Don’t forget to keep a watchful eye at this stage so nothing wrong goes in the mouth (tempting looking berries.) Be warned pre-schoolers ask a lot of questions, so be ready to do some explaining – or head to the library for the answers
Kindergartners, Age 5: This is the time to create special spaces in the garden – tree houses, forts, secret gardens, even an out of the way bench will all serve to stimulate imagination and dramatic play.
At this age you can work on planting a more substantial garden with your little one – don’t be overly concerned with the results, just enjoy the process.
Elementary Schoolers, Ages 6-7: Improving reading and math skills will add to the gardening fun. Make plant markers, read seed packets, pore over catalogs, and pay for nursery plants. And yet they’ll still be wide-eyed and open to nature’s mysteries. Soil, holes, and water hold endless fascination, as do bugs.
But for children this age, the “doing” is still more important than the end result.
Middle Schoolers, Ages 8-9: The emphasis shifts from doing to doing well. Now is the time to work out a garden design on graph paper, thinking about garden design principles. Or plan out a vegetable garden taking into account all of the varied needs of the different crops. They can translate that drawing to a real garden.
Ability to use tools, supervised, of course, also increases, so consider some easy building projects like a trellis or fence. Also, don’t forget growing competitions held by the 4-H or other organizations.
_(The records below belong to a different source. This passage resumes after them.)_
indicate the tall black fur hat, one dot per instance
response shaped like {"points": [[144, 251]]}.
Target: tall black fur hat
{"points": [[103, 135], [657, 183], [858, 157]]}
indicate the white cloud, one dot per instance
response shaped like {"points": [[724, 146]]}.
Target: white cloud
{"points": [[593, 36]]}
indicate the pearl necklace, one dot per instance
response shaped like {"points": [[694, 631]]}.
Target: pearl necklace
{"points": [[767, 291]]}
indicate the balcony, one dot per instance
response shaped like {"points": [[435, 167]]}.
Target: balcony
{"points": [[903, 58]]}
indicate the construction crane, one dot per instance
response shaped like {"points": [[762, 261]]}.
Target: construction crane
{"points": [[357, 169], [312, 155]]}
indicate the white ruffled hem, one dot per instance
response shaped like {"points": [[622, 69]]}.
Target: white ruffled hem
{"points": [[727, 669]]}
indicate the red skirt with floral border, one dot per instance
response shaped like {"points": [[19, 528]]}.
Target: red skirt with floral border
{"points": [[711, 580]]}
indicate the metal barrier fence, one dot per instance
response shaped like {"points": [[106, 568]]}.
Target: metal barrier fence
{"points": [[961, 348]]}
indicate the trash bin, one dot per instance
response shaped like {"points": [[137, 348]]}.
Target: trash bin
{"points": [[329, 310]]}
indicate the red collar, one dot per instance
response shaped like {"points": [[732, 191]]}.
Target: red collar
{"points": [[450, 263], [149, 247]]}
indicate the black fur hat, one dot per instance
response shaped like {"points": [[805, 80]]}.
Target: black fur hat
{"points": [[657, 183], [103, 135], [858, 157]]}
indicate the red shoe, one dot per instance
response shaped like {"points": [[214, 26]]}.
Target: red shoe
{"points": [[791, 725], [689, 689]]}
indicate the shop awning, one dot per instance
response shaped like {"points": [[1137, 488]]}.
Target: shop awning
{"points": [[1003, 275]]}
Middle Schoolers, Ages 10-11: Now gardening celebrates its ability to cross several disciplines with ease to speak to your children’s many interests. Garden is science, math, art, and still fun. Your youngsters can organize a class project to create a small garden at the local nursing home — and gain the support of businesses and parent volunteers. They can build garden structures and community. T
Tweens: Not quite teenagers, yet, but gardening is likely to lose out to a host of toher “cooler” activities, unless you make gardening great. Consider a more involved project or perhaps growing a garden into a small business – perhaps they can focus on oraginc heirloom tomatoes and sell them to a restaurant or at a garden stand. Or grow lavender for a sachet and scent business – use the lavender to create sachets, soaps and scents and find an outlet to sell them – your girls will keep connected to the garden, learn the fndaamentals of planning, follow through and business while being crafty – plus you can promise they can spend the money they earn at the mall.
Also, don’t forget to encourage the gardent to table connection. For any future chef du jours out there, the movement to have more of ffod from organic, local sources is growing and very hip. Encourage them to grow food to eat and design recipies around the garden or vice versa. Combining gardening with a hip new trend might just assure their life long love of nature.